Well, I wrote a long and profound speech and hit the escape key and then lost my connection
so you will get the shortened version. We have a number of articles in the Cephalopod Articles section and the one authored by CaptFish (
Tankmates: It Works Until It Doesn't) should be required reading material for those who want to get adverturous with tankmates.
Ceph keeping is a young hobby (keeping marine tanks is not an old hobby with
Instant Ocean being only slighly more than 50 years old) so we are a long way from knowing all the answers. However, we have a clue about what not to put together in a tank with an octopus if one or the other is not intended as food. We have also learned that
prey and hunter can and do reverse rolls
with size being a major factor. Additionally, numbers matter and
some animals will "pack" to hunt other animals that would otherwise reverse the rolls. IMO an aquarist should strive to provide safer life in the aquarium than it would face in the wild.
Given this goal and the limited knowlege we have acquired, what avoidance rules of thumb are reasonable for the safety of the ceph?
1. Natural preditors (eels, sharks, any meat eaters larger than the octopus or that will grow bigger than the octopus)
2. Animalls that pack or peck (most fish, some shrimp in quantity). Infection being the biggest danger
3. Animals that sting (most soft corals and likely all hard corals) again infection being the biggest concern.
And since we are talking tankmates, what animals are not likely to survive with an octopus but would not harm it?
1. Delicate corals - octopuses do not go around things in their path
2. Natural foods (small crabs, expensive shrimp, decorative clams, small fish)

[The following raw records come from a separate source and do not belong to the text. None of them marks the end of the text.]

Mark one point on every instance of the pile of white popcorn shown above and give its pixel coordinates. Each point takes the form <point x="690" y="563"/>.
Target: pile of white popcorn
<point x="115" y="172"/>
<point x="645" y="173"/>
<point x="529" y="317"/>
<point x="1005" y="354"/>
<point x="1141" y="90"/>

3. Animals with no self defense (seahorses)
So what is left to try? Anything that does not fit in one of the two lists
. Some of the known animals include:
1. serpent stars (green stars could be a problem but all others have proven successful)
2. brittle stars
3. starfish (I find the thorny to be excellent, there is
antecdotal evidence that the Bahama may be able to trap and kill a small octopus and others that hunt this way might be avoided, common caribbeans are no problem).
4. leather corals
5. mushrooms (not ricordia)
6. low stinging polyps (experimental - advise locating on a removable rock and removing if the octo reacts to touching it)
7. gorgonans placed out of a pathway (note #1 on delicate corals)
8. urchins (pencils are recommended, long spined are out, pin cushions questionable but we have no known problems with them).
I have likely missed some and hopefully others will add suggestions.